Formerly known as elamipretide, the drug is designed to stabilize and improve mitochondrial function, which in turn is supposed to boost muscles in patients with Barth syndrome. The chief data supporting its benefits come from a small trial that evaluated Forzinity’s effects on leg muscles or tasks such as a timed walking test.
The FDA initially declined to review an application Stealth filed in 2021. But Stealth stayed the course and, three years later, brought its case to an FDA advisory committee, which endorsed the drug’s effectiveness despite skepticism from agency officials. Since then, Stealth has seen the FDA delay a decision, ask for more data, miss a deadline amid staff turnover at the agency and, in May, reject its therapy altogether.
The series of events threatened Stealth’s survival and, along with it, patient access to its drug via a special program.

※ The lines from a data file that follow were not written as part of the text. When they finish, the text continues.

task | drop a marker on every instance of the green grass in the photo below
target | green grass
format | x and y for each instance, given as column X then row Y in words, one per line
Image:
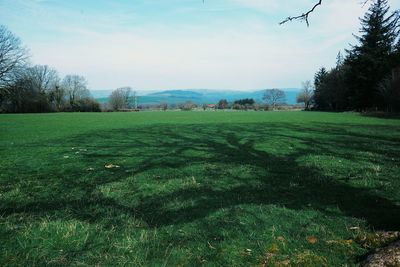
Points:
column 195, row 188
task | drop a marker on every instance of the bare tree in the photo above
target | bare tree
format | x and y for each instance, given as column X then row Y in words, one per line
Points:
column 43, row 78
column 306, row 95
column 12, row 55
column 75, row 88
column 121, row 98
column 274, row 97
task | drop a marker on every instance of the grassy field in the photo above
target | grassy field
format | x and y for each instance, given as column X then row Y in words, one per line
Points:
column 195, row 188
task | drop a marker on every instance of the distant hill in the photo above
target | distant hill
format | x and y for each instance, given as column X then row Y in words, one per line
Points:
column 198, row 96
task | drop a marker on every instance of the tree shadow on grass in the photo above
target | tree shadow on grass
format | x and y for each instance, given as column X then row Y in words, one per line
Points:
column 270, row 152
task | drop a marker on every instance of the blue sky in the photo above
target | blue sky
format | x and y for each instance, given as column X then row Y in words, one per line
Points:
column 164, row 44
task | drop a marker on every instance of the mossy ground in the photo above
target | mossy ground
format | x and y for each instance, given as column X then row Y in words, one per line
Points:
column 195, row 188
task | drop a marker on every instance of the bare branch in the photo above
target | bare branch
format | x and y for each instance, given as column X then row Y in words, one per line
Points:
column 303, row 16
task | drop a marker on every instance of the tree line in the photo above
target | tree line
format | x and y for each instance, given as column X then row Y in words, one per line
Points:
column 37, row 88
column 367, row 78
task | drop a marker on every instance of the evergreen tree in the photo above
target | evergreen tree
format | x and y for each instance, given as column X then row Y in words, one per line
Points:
column 371, row 60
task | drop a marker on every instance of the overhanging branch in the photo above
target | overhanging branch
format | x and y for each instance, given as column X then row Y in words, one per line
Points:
column 303, row 16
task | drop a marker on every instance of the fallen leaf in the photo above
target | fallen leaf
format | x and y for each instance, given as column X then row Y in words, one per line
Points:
column 111, row 166
column 312, row 239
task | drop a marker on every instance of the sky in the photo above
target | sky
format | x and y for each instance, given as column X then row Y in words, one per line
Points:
column 181, row 44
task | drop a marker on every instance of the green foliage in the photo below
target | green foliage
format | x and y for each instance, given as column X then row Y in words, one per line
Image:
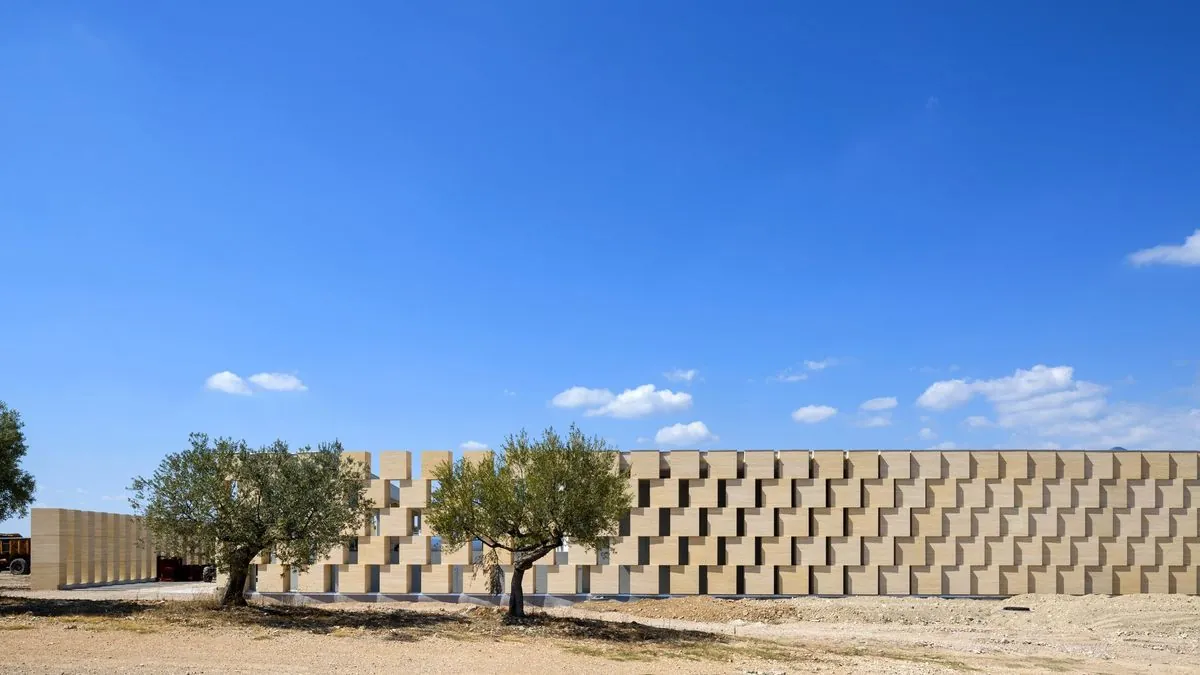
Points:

In a recent interview, CEO Reenie McCarthy told PharmaVoice that the company was forced to defer progress on other programs, halt a planned trial and reduce its workforce.
In the meantime, Stealth’s struggle was cited by critics arguing that innovation is slowing under new FDA commissioner Martin Makary. The FDA, for its part, has promised to expedite the development and review of rare disease drugs. But the agency’s decision to reject certain medicines this year — among them Stealth’s — has made it a target of some outlets. “Call it death by bureaucracy,” the Wall Street Journal’s editorial board wrote in August of the many delays Stealth faced.

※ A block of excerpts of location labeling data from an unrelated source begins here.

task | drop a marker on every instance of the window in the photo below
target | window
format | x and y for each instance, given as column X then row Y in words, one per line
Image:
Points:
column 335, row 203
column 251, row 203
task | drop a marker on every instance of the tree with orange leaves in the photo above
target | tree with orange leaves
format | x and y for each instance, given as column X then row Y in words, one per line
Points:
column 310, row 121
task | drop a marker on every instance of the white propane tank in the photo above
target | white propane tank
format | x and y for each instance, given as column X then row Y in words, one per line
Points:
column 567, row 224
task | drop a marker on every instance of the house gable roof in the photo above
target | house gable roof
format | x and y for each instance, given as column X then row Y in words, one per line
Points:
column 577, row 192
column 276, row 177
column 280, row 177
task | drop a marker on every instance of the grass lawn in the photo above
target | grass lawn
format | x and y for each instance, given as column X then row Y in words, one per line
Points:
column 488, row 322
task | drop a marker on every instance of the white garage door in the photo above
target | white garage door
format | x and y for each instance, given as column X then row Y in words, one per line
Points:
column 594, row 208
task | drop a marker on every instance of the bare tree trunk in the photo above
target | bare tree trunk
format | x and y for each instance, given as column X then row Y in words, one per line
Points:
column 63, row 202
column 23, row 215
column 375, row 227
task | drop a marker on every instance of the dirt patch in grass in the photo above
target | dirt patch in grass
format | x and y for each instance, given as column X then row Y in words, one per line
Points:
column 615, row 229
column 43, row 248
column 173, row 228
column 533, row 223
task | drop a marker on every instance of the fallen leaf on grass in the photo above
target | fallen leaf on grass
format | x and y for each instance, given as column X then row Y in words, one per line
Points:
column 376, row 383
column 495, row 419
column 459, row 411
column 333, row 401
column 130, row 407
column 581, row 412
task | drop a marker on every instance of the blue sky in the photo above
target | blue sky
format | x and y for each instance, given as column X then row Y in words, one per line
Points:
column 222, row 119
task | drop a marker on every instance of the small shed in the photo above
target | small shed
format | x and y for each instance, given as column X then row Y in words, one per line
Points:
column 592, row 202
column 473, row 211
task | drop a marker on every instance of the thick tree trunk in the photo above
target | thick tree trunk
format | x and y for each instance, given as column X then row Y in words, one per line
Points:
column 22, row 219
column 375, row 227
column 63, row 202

The FDA, which some analysts believe to be more sensitive to optics than in the past, has since quickly changed its stance. It accepted a revised application in August and promised to make a decision by late September, rather than after a typical multi-month review period. In the regulator’s Friday statement, George Tidmarsh, the head of the Center for Drug Evaluation and Research, claimed its decision to act quickly and approve the drug shows it’s “committed to facilitating the development of effective and safety therapies for rare diseases” and will “work diligently to help ensure patients with rare diseases have access to innovative treatments.”
Stealth said it’s working with the agency to generate the data needed to expand use of the therapy in children who don’t currently meet the approval criteria. Only roughly half of those diagnosed with the disease survive long enough to reach the 66-pound threshold required for use, Kate McCurdy, chair of the Barth Syndrome Foundation, said in Stealth's statement.